Steps 4-6 are repeated with step 4 using a reaction mixture that contains a different fluorochrome-labeled nucleotide (FdNTP) each time. This is repeated until the desired region is sequenced.

===Optimization strategies===
Selection of an appropriate DNA polymerase is critical to the efficiency of the base addition step and must meet several criteria:
- Ability to efficiently incorporate FdNTP at consecutive positions
- Lack of 3'–5' exonuclease and proofreading activity to prevent the removal newly incorporated FdNTP
- High fidelity to minimize mis-incorporations
- Good activity on templates which are mounted to surfaces (e.g. optical mapping surface)

In addition, different polymerase preference for different fluorochromes, linker length on fluorochrome-nucleotides, and buffer compositions are also important factors to be considered to optimize the base addition process and maximize number of consecutive FdNTP incorporations.

===Advantages===
Single-molecule analysis

Since minimal DNA sample required, time-consuming and costly amplification step is avoided to streamline sample preparation process.
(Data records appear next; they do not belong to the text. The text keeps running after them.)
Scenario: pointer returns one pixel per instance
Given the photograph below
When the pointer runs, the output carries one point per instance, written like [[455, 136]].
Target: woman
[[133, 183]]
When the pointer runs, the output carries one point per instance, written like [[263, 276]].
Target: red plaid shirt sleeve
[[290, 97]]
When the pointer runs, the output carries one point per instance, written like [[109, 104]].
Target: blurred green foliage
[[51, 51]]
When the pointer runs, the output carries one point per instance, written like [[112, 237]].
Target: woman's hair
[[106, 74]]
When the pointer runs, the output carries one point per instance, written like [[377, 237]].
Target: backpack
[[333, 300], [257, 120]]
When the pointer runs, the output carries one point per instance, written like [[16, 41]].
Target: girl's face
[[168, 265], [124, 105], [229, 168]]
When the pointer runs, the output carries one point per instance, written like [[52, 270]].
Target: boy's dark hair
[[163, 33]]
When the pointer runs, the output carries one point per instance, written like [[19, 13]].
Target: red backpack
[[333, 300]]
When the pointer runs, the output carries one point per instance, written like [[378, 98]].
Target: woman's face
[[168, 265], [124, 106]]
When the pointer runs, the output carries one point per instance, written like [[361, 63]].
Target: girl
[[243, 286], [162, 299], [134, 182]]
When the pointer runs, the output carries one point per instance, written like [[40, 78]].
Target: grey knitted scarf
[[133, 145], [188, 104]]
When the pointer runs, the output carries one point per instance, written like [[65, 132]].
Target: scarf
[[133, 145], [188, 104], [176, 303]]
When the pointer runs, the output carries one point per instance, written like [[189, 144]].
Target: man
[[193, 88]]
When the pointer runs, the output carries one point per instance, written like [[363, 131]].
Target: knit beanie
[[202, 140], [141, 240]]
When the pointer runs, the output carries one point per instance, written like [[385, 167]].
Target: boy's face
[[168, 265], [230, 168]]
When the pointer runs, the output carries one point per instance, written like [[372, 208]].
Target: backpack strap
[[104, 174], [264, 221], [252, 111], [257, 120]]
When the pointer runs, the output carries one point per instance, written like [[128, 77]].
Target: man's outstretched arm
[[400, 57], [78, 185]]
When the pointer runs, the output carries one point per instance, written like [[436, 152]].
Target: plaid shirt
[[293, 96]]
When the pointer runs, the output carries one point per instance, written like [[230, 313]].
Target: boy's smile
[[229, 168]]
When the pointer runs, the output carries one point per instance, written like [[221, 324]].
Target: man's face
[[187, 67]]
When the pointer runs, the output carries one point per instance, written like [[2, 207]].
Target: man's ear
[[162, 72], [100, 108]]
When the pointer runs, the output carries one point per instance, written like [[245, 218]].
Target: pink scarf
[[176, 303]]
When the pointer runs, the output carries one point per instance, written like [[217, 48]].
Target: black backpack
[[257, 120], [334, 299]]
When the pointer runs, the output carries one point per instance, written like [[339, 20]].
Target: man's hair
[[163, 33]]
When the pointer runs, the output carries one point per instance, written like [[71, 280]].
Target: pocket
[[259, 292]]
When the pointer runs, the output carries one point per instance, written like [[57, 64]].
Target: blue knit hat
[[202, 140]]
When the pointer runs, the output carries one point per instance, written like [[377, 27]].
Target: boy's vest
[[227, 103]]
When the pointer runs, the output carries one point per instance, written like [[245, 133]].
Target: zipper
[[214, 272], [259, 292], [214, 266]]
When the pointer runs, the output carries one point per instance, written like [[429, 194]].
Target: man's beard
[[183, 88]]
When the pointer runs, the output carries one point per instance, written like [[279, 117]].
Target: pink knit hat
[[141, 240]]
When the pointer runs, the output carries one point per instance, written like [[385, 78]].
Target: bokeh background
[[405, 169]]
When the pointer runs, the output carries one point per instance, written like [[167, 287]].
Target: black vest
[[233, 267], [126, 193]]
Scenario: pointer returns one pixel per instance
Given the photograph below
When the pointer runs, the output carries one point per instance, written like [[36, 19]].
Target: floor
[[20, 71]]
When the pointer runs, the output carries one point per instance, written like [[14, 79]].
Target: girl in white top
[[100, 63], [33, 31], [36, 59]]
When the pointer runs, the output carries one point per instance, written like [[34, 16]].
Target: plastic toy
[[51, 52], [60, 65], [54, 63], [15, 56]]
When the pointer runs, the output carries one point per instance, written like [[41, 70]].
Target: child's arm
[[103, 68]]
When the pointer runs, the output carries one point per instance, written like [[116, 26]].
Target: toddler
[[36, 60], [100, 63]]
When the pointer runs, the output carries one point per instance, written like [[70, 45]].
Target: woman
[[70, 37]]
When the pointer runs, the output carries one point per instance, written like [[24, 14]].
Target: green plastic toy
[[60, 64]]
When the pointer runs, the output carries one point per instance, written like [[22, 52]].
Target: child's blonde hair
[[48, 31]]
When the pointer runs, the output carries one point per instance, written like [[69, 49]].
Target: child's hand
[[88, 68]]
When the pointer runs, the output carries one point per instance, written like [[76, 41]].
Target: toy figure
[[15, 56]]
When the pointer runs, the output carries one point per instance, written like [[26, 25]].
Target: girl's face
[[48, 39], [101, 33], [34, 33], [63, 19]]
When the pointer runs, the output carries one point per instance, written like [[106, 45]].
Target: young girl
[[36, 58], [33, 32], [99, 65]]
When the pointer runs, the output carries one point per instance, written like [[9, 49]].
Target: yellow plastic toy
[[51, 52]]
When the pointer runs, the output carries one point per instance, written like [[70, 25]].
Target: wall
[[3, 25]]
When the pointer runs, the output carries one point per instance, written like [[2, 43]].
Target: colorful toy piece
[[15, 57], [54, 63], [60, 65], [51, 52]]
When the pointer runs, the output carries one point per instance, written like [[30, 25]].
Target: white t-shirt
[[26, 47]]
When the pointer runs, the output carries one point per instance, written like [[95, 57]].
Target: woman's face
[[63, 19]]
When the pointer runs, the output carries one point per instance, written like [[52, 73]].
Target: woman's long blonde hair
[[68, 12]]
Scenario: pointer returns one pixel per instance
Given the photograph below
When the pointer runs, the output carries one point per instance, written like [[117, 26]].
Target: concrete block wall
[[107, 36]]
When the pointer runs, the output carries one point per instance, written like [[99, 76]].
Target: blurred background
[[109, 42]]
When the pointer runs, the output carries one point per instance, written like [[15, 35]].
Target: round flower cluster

Large DNA molecule templates (~500 kb) vs. Short DNA molecule templates (< 1kb)
While most next generation sequencing technologies aim of massive amounts of smalls sequence reads, these small sequence reads make de novo sequencing efforts and genome repeat regions difficult to comprehend. Optical sequencing uses large DNA molecule templates (~500 kb) for sequencing and these offer several advantages over small templates:

1. These large DNA templates can be "DNA barcoded" to determine their genomic localization with confidence. Therefore, any sequence reads that are taken from the large template can be mapped onto the genome with a high degree of confidence. More importantly, sequence reads from high repeat regions can placed with a greater degree of confidence whereas the short reads suffer from mapping uncertainty in high repeat regions. Special algorithms and software such as optical mapping and nanocoding have been developed to align single-molecule barcodes with a reference genome.
2. Multiple sequence reads from the same large template molecule. These multiple sequence reads reduce the complexity of de novo assembly, disambiguate genomic rearrangement regions, and "intrinsically free from any assembly errors."
3. Molecular barcoding of large DNA molecular templates with sequence acquisition provides broad and specific genomic analyses

===Disadvantages===
- Single molecule DNA sequencing requires a high level of precision to match the confidence from the redundant read coverage provided by current next-generation sequencing technologies.
- Nicks on both strands at similar positions resulting in low template during sequence-by-synthesis.
- Fluorochrome-labeled nucleotides are not removed after incorporation and because of these bulky labels, multiple incorporation might be difficult.